3.2 Spatial Resolution Reduction

Similar to bitrate reduction, the Reference architecture for reduced spatial resolution transcoding refers to the cascaded decoding, spatial-domain down-sampling, followed by a full-re-encoding. Several papers have addressed this problem of resolution conversion, e.g., [36,25,37,34,38]. The primary focus of the work in [36] was on motion vector scaling techniques. In [25], the problems associated with mapping motion vector and macroblock type data were addressed. The performance of motion vector refinement techniques in the context of resolution conversion was also studied in this work. In [37], the authors propose to use DCT-domain down-scaling and motion compensation for transcoding, while also considering motion vector scaling and coding mode decisions. With the proposed two-loop architecture, computational savings of 40% have been reported with a minimal loss in quality. In [34], a comprehensive study on the transcoding to lower spatio-temporal resolutions and to different encoding formats has been provided based on the reuse of motion parameters. In this work, a full decoding and encoding loop were employed, but with the reuse of information, processing time was improved by a factor of 3. While significant savings can be achieved with the reuse of macroblock data, further simplifications of the Reference transcoding architecture were investigated in [35] based on an analysis of drift errors. Several new architectures, including an intra refresh architecture, were proposed.

In the following, the key points from the above works are reviewed, including the performance of various motion vector scaling algorithms, DCT-domain down-conversion and the mapping of macroblock-type information to the lower resolution. Also, the concepts of the intra-refresh architecture will be discussed.

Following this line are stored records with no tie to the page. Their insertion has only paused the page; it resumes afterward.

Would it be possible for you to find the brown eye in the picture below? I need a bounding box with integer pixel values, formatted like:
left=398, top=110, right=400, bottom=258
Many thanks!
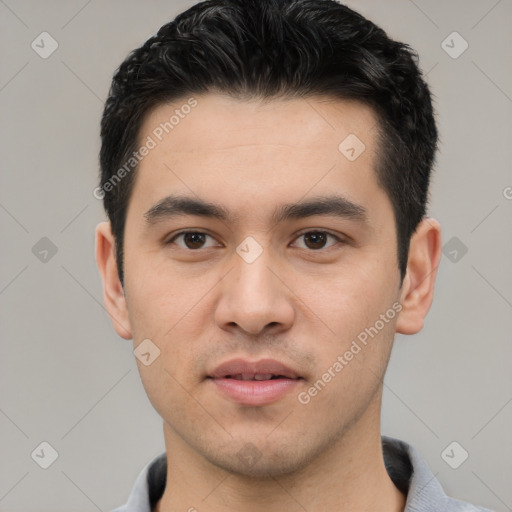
left=297, top=231, right=340, bottom=251
left=167, top=231, right=213, bottom=250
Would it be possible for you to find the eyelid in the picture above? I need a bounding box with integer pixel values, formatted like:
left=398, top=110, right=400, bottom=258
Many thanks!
left=164, top=228, right=347, bottom=252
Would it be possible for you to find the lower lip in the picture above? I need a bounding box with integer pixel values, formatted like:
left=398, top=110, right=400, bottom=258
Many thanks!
left=210, top=379, right=299, bottom=406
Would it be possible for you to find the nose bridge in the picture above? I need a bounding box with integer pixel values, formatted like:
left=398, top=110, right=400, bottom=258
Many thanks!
left=216, top=237, right=294, bottom=334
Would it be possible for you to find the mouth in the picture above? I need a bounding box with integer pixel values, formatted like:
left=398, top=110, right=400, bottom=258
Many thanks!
left=207, top=359, right=304, bottom=406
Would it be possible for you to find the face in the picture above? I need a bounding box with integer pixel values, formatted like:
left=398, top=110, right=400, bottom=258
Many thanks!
left=114, top=94, right=406, bottom=475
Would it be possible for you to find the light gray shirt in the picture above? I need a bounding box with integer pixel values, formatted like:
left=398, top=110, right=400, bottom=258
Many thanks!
left=113, top=436, right=492, bottom=512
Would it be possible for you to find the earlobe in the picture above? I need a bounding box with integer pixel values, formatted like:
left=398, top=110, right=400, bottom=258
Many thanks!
left=396, top=218, right=441, bottom=334
left=96, top=222, right=132, bottom=340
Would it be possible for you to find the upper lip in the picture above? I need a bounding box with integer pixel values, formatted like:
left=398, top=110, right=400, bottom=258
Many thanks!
left=209, top=359, right=300, bottom=379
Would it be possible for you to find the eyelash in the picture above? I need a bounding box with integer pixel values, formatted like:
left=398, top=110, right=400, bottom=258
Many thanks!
left=165, top=229, right=345, bottom=252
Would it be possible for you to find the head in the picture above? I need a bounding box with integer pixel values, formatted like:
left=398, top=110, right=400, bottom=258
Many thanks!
left=96, top=0, right=439, bottom=480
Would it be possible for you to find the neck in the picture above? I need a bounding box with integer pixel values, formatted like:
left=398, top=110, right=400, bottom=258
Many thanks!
left=155, top=400, right=405, bottom=512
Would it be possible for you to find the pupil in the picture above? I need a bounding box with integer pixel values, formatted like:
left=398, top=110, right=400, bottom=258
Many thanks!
left=185, top=233, right=205, bottom=249
left=305, top=232, right=327, bottom=249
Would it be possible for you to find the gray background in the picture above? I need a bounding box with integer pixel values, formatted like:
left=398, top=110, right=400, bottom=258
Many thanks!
left=0, top=0, right=512, bottom=512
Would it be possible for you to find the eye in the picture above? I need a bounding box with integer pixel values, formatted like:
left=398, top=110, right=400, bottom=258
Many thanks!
left=290, top=231, right=341, bottom=251
left=167, top=231, right=218, bottom=250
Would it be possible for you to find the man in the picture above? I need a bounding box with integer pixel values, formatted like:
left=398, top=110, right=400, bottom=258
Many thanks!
left=96, top=0, right=492, bottom=512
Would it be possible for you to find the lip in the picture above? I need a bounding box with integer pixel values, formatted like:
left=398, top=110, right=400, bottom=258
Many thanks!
left=208, top=359, right=303, bottom=406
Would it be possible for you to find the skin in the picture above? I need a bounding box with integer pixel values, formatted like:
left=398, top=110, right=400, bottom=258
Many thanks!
left=96, top=93, right=441, bottom=512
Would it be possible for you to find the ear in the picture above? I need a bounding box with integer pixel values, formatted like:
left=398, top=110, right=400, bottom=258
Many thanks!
left=396, top=217, right=441, bottom=334
left=96, top=222, right=132, bottom=340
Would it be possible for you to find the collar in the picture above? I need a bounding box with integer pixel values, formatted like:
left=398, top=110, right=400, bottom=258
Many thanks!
left=113, top=436, right=492, bottom=512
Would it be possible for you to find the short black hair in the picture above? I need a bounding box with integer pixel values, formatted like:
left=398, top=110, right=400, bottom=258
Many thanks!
left=99, top=0, right=438, bottom=283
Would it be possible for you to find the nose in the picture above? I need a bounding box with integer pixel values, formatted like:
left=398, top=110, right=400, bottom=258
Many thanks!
left=215, top=243, right=295, bottom=336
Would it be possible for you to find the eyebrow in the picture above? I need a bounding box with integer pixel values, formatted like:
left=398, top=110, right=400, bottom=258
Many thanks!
left=144, top=195, right=369, bottom=225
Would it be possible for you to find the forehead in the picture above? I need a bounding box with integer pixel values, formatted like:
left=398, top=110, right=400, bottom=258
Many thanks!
left=139, top=93, right=377, bottom=153
left=130, top=94, right=388, bottom=230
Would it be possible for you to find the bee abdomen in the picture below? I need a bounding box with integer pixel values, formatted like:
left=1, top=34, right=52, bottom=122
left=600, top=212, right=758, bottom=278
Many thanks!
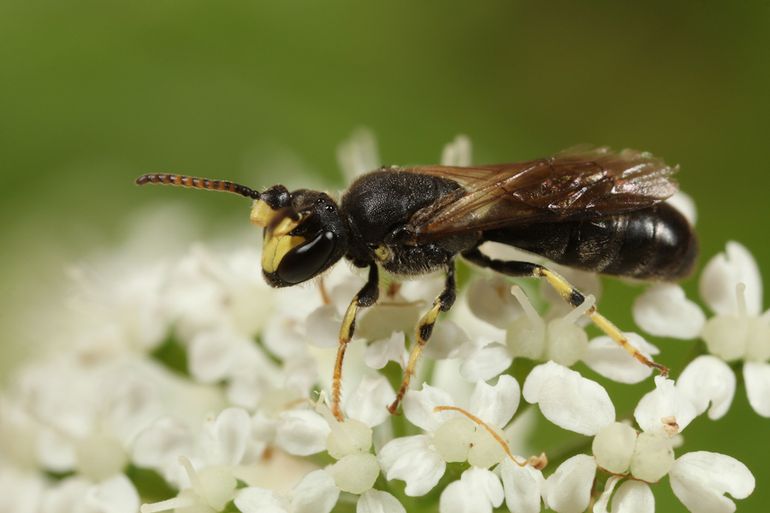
left=484, top=203, right=698, bottom=281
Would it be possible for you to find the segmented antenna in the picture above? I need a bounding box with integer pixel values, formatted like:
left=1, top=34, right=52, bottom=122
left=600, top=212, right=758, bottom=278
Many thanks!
left=136, top=173, right=259, bottom=199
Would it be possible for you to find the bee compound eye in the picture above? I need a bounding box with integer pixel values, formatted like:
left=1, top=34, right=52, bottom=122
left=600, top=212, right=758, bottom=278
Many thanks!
left=276, top=231, right=337, bottom=285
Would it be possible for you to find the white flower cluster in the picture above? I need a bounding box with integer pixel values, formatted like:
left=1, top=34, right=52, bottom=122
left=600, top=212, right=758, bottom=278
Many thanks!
left=0, top=133, right=756, bottom=513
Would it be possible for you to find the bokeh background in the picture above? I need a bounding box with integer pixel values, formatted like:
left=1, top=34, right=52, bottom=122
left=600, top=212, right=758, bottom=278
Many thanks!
left=0, top=0, right=770, bottom=512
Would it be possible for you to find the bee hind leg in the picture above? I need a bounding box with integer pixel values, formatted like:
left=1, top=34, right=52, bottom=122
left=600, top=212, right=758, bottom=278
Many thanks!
left=388, top=261, right=457, bottom=414
left=462, top=248, right=668, bottom=376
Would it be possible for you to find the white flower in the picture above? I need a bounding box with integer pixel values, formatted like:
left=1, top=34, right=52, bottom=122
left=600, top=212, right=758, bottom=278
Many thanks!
left=523, top=362, right=754, bottom=513
left=634, top=242, right=770, bottom=419
left=378, top=375, right=520, bottom=496
left=439, top=467, right=505, bottom=513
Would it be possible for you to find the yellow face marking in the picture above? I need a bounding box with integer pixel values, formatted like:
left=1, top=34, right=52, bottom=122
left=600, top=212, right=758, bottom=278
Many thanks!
left=374, top=246, right=390, bottom=262
left=262, top=234, right=305, bottom=273
left=249, top=200, right=276, bottom=227
left=270, top=217, right=302, bottom=237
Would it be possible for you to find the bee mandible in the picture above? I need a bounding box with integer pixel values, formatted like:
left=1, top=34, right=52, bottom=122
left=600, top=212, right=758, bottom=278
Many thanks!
left=136, top=148, right=698, bottom=419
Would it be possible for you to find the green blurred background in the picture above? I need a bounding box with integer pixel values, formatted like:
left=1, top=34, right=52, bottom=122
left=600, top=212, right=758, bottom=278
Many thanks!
left=0, top=0, right=770, bottom=512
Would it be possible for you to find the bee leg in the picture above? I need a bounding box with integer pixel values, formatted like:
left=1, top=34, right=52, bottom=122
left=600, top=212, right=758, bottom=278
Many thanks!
left=462, top=248, right=668, bottom=376
left=388, top=261, right=457, bottom=414
left=331, top=264, right=380, bottom=421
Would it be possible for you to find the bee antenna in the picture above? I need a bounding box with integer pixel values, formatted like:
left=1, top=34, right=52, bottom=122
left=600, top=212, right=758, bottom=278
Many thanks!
left=136, top=173, right=260, bottom=199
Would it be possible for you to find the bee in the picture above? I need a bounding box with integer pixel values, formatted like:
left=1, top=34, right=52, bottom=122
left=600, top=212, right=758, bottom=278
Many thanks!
left=136, top=148, right=698, bottom=419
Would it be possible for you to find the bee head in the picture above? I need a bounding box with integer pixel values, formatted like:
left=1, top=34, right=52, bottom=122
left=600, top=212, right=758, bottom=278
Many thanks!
left=251, top=185, right=348, bottom=287
left=136, top=173, right=348, bottom=287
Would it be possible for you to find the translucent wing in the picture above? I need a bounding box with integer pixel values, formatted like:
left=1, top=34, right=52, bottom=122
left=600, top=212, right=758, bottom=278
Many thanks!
left=403, top=144, right=677, bottom=240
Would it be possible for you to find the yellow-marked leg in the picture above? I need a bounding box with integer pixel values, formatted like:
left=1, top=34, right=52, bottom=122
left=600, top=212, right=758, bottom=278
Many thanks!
left=463, top=248, right=668, bottom=376
left=331, top=264, right=380, bottom=421
left=388, top=262, right=456, bottom=414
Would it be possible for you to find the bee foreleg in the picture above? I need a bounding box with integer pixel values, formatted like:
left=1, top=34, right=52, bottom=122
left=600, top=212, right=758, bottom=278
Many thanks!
left=462, top=248, right=668, bottom=376
left=332, top=264, right=380, bottom=421
left=388, top=261, right=457, bottom=414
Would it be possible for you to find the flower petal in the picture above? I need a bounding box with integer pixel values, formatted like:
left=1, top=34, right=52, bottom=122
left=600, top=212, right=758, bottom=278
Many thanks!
left=235, top=486, right=289, bottom=513
left=592, top=476, right=621, bottom=513
left=201, top=408, right=251, bottom=465
left=275, top=410, right=329, bottom=456
left=499, top=458, right=545, bottom=513
left=669, top=451, right=755, bottom=513
left=132, top=417, right=193, bottom=485
left=439, top=468, right=505, bottom=513
left=467, top=276, right=523, bottom=329
left=633, top=283, right=706, bottom=340
left=700, top=241, right=762, bottom=315
left=290, top=470, right=340, bottom=513
left=743, top=362, right=770, bottom=417
left=377, top=435, right=446, bottom=497
left=305, top=305, right=341, bottom=348
left=345, top=374, right=396, bottom=427
left=524, top=362, right=615, bottom=435
left=326, top=452, right=380, bottom=495
left=364, top=331, right=406, bottom=370
left=634, top=376, right=696, bottom=436
left=612, top=480, right=655, bottom=513
left=543, top=454, right=596, bottom=513
left=469, top=374, right=521, bottom=427
left=676, top=355, right=736, bottom=420
left=583, top=333, right=659, bottom=384
left=460, top=342, right=513, bottom=382
left=187, top=328, right=239, bottom=383
left=84, top=474, right=139, bottom=513
left=424, top=320, right=469, bottom=360
left=356, top=490, right=406, bottom=513
left=404, top=383, right=454, bottom=431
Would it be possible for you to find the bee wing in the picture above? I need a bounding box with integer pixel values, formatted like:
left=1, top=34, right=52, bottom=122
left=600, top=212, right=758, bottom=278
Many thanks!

3.2.1 Motion Vector Mapping

When down-sampling four macroblocks to one macroblock, the associated motion vectors have to be mapped. Several methods suitable for frame-based motion vector mapping have been described in past works [36,34,38]. To map from four frame-based motion vectors, i.e., one for each macroblock in a group, to one motion vector for the newly formed macroblock, a weighted average or median filters can be applied. This is referred to as a 4:1 mapping. However, with certain compression standards, such as MPEG-4 and H.263, there is support in the syntax for advanced prediction modes that allow one motion vector per 8x8 block. In this case, each motion vector is mapped from a 16x16 macroblock in the original resolution to an 8x8 block in the reduced resolution macroblock with appropriate scaling by 2. This is referred as a 1:1 mapping. While 1:1 mapping provides a more accurate representation of the motion, it is sometimes inefficient to use since more bits must be used to code four motion vectors. An optimal mapping would adaptively select the best mapping based on an R-D criterion. A good evaluation of the quality that can be achieved using the different motion vector mapping algorithms can be found in [34].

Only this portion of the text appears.